Other examples of hypocrisy fuel Anappara’s humor. It is widely believed that djinns have taken over an abandoned palace, but Hindus, Sikhs, Christians, and “maybe even Buddhists” join Muslims in leaving letters at the palace, filled with wishes they hope the djinns will grant. Some of the politicians “who became Union ministers only because they called us Muslims foreigners,” who “holler during rallies that Hindustan is only for Hindus, and that [Muslims] should go to Pakistan” sneak into the palace to leave their entreaties, first making sure no cameras can take pictures of them bowing to the djinns. Superstition has created the only place where all people are equal.

Jai’s family and other residents of the basti live in fear that the police will bring bulldozers and knock down their homes. They make regular payments to the police to keep their homes intact, but any trouble might provoke unwanted attention, spurring the government to demolish the slum. The police accept bribes to look for missing children but their only interest lies in protecting their own jobs, which means protecting the powerful. Jai’s father pretends not to worry because “Our basti has been here for years. We have identity cards, we have rights. We’re not Bangladeshis.” His mother argues that they only have rights two weeks before an election, the only time politicians pay attention to them.

The plot invites fear that Jai’s sister has been snatched, perhaps to avenge the beheading of a revered buffalo that lived in an alley near their home. Uncertainty about the fate of a missing child might be worse than certainty that the child is lost forever. Suspects are plentiful, as suspicion falls on anyone who has earned resentment, from bullies in the basti to prosperous hi-fi people who live in high-rise buildings, employing basti residents as servants.

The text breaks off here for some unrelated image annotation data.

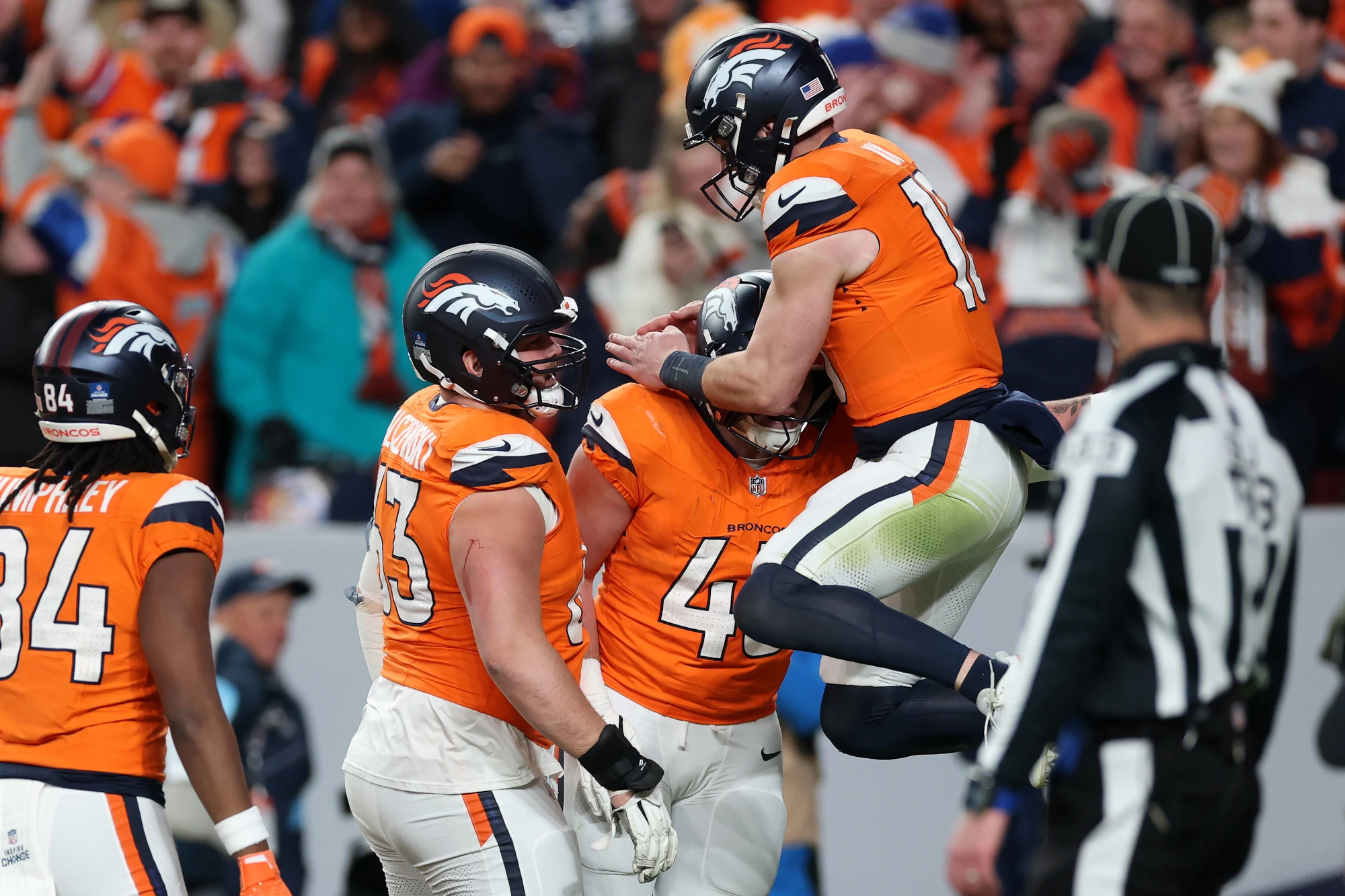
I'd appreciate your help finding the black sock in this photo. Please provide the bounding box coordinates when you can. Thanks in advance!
[733,564,989,686]
[958,655,1009,702]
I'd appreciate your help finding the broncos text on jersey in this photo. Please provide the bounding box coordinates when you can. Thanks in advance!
[584,383,855,725]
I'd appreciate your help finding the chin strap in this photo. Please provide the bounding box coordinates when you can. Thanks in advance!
[732,417,803,455]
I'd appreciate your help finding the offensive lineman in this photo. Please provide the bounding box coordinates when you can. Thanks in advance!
[565,270,850,896]
[608,24,1083,747]
[0,301,289,896]
[343,243,677,896]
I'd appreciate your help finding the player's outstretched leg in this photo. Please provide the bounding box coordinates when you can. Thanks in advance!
[822,678,986,759]
[733,564,1006,701]
[733,419,1026,701]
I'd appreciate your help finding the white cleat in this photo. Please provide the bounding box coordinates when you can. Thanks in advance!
[1028,744,1060,790]
[976,651,1020,737]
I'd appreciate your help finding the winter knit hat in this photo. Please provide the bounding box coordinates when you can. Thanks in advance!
[870,0,959,75]
[1200,47,1295,133]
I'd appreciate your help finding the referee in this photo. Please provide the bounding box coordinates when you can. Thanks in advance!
[948,187,1302,896]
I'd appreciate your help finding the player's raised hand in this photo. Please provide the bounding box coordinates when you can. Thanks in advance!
[635,298,705,344]
[612,788,677,884]
[948,809,1009,896]
[607,324,695,389]
[238,849,289,896]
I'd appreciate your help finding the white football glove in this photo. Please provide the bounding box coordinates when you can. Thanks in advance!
[578,657,640,823]
[612,788,677,884]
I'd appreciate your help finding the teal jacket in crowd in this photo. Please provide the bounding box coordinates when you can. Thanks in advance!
[215,214,434,502]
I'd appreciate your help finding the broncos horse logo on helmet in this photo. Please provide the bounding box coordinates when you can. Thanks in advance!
[89,317,178,360]
[402,242,588,417]
[682,23,846,220]
[705,35,794,105]
[421,282,519,323]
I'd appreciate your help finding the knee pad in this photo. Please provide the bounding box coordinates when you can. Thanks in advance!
[699,787,785,896]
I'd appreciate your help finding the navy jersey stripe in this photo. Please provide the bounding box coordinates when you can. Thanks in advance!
[582,423,635,474]
[140,501,225,534]
[448,454,551,489]
[765,192,855,239]
[121,795,168,896]
[477,790,527,896]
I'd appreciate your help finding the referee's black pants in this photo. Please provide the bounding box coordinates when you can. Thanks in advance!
[1026,721,1260,896]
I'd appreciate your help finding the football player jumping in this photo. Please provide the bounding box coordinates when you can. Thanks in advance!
[565,270,850,896]
[608,24,1085,756]
[343,243,677,896]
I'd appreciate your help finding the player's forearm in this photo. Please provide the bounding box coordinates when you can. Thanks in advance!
[479,633,604,756]
[168,697,252,839]
[1041,395,1092,432]
[701,343,811,415]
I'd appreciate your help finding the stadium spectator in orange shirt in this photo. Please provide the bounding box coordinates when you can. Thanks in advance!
[300,0,420,132]
[1180,50,1345,485]
[1248,0,1345,200]
[387,7,597,255]
[991,104,1151,401]
[0,301,289,896]
[589,0,690,171]
[1069,0,1206,175]
[46,0,289,192]
[5,48,239,482]
[866,8,987,219]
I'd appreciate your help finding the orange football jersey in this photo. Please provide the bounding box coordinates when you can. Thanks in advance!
[761,130,1002,426]
[584,383,854,725]
[370,386,585,747]
[0,467,225,783]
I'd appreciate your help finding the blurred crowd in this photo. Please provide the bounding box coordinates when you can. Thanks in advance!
[0,0,1345,521]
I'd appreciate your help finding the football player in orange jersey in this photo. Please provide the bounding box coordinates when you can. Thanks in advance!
[0,301,289,896]
[343,243,677,896]
[608,24,1079,753]
[565,270,850,896]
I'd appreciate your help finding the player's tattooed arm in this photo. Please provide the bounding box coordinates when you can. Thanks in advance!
[139,551,266,854]
[448,489,604,756]
[1041,395,1092,432]
[566,445,635,659]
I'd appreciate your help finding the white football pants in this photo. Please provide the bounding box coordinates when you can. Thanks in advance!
[753,419,1028,686]
[0,778,187,896]
[565,688,784,896]
[346,774,582,896]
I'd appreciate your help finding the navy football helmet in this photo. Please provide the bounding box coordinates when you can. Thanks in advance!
[695,270,837,460]
[682,23,846,220]
[402,242,588,417]
[32,301,196,470]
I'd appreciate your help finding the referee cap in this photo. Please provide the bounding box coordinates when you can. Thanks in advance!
[1076,186,1224,286]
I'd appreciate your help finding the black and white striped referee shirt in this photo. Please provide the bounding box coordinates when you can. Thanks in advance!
[978,343,1302,788]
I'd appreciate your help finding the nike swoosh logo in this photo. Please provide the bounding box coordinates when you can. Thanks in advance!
[780,187,807,208]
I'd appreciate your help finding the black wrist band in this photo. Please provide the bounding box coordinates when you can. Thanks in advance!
[659,351,710,401]
[578,725,663,791]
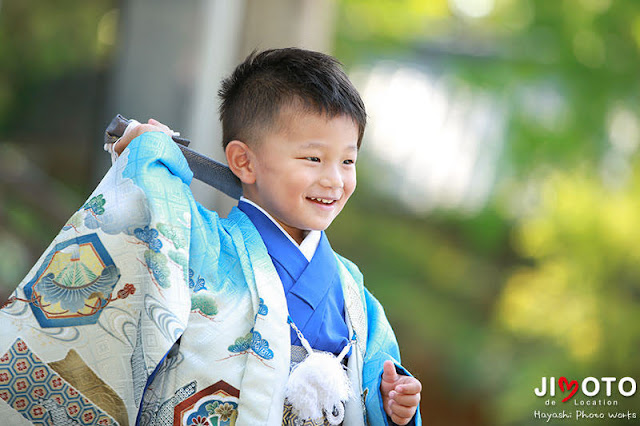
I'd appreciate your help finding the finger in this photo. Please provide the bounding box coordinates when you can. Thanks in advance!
[394,376,422,395]
[113,124,163,155]
[382,361,398,383]
[389,414,411,425]
[389,391,420,407]
[147,118,173,135]
[391,403,416,420]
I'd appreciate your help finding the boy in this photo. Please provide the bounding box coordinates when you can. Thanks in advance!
[0,49,421,425]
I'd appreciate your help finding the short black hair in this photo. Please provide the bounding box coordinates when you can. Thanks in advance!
[218,47,367,148]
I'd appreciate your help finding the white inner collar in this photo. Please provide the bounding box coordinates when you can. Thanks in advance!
[240,197,322,261]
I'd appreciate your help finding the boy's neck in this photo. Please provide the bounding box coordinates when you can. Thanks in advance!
[240,196,322,260]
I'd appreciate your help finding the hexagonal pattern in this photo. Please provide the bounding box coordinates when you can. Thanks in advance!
[0,338,116,426]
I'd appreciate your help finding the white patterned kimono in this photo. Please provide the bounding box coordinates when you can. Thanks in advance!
[0,133,420,426]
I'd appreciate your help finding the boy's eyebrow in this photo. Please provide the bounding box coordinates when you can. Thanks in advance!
[300,141,358,151]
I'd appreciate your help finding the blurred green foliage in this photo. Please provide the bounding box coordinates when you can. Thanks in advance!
[331,0,640,425]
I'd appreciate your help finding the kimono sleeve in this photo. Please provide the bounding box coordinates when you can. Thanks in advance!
[0,132,195,425]
[363,288,422,426]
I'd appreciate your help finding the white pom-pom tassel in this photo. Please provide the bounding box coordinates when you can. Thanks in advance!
[285,350,354,425]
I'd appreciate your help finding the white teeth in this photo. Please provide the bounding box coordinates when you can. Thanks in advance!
[309,197,333,204]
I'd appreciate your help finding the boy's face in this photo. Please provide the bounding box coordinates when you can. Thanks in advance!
[244,109,358,242]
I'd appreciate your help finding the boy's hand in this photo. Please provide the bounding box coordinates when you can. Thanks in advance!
[113,118,174,155]
[380,361,422,425]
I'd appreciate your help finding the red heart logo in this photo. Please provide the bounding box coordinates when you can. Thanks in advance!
[558,377,578,402]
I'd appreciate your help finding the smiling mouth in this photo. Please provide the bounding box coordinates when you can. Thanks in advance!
[308,197,336,206]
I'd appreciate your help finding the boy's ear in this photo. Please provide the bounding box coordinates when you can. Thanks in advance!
[225,140,256,185]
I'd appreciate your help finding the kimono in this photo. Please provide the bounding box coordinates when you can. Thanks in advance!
[0,132,420,426]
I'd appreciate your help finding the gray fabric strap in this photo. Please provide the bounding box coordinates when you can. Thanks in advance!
[104,114,242,200]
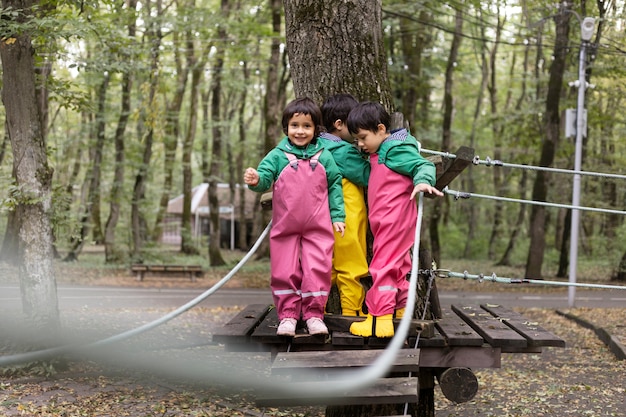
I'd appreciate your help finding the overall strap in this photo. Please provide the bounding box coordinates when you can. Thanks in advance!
[310,149,324,171]
[284,152,298,171]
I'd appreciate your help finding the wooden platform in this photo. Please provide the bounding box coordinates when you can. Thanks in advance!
[213,304,565,416]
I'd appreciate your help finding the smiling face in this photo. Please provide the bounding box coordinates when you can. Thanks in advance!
[287,113,315,146]
[354,124,389,154]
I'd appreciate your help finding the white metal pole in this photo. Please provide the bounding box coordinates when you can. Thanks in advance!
[568,19,593,307]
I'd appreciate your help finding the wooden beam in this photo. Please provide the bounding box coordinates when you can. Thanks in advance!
[256,377,419,407]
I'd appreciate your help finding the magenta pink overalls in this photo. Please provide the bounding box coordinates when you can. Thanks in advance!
[366,154,417,317]
[270,151,335,320]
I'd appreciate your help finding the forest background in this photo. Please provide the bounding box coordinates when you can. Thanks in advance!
[0,0,626,324]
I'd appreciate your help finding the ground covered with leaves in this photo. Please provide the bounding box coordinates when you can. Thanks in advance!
[0,255,626,417]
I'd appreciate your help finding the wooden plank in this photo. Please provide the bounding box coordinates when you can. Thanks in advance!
[481,304,565,347]
[213,304,271,344]
[272,349,420,375]
[451,305,528,348]
[251,308,329,345]
[256,377,419,407]
[435,309,485,346]
[331,331,365,347]
[419,346,502,368]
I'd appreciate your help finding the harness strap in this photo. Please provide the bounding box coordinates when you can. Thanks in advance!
[284,149,324,171]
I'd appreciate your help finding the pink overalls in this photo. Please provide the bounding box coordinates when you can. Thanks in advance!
[270,151,334,320]
[366,154,417,317]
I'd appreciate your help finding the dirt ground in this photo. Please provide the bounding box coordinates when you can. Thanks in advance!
[0,258,626,417]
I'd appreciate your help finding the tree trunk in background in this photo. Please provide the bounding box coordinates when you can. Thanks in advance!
[152,28,191,241]
[0,0,60,330]
[180,23,201,255]
[487,8,510,260]
[64,72,111,262]
[208,0,230,266]
[463,10,489,259]
[284,0,394,106]
[525,5,571,279]
[233,61,250,250]
[428,9,463,265]
[104,0,137,262]
[251,0,290,259]
[130,0,163,262]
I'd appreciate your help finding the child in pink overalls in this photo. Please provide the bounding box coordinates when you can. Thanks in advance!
[347,102,443,337]
[244,98,345,336]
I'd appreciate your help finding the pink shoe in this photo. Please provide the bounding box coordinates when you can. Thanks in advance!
[276,318,298,336]
[306,317,328,334]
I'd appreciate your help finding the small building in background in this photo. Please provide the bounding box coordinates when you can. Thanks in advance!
[161,183,257,250]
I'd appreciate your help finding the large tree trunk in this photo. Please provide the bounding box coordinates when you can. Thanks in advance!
[0,0,60,334]
[525,3,571,279]
[284,0,393,106]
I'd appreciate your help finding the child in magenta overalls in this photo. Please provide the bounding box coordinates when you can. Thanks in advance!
[244,98,345,336]
[347,102,443,337]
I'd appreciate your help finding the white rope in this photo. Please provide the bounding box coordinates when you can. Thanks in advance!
[0,221,272,366]
[443,187,626,214]
[421,149,626,180]
[435,269,626,290]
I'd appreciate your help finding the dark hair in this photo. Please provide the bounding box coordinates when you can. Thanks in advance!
[346,101,391,134]
[321,93,359,132]
[282,97,322,138]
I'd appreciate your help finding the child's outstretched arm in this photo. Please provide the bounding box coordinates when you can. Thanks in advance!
[410,183,443,200]
[243,168,260,187]
[333,222,346,237]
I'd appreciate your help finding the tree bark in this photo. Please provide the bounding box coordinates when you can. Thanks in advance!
[130,0,163,262]
[525,3,571,279]
[180,19,201,255]
[252,0,290,259]
[104,0,137,262]
[284,0,394,106]
[0,0,60,335]
[207,0,230,266]
[428,8,463,265]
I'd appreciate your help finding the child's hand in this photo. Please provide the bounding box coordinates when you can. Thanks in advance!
[243,168,259,187]
[410,183,443,200]
[333,222,346,237]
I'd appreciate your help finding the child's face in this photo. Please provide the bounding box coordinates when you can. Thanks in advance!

In a sense, Djinn Patrol is a coming-of-age-early novel. Jai plays at being a detective, imagining he can use the skills he gleans from Police Patrol, but his imagination gives way to the harshness of reality by the time the story ends. He recognizes that crime reenactments are not stories, that losses viewed on television are not the same as losses experienced. He is not old enough to understand the words he hears from an older resident — the lucky are those who “grow old pretending they have some control over their lives, but even they will realize at some point that everything is uncertain, bound to disappear forever” — but it seems certain he will internalize the lesson.

Jai is a memorable character at the heart of a powerful story. The slow transition from humor to grim realism reminds readers that life is never as simple as we might wish it to be, and that it is wrong to turn away from the misfortune of others because they live in a different place, belong to a different religion, or live an impoverished life that they did not choose.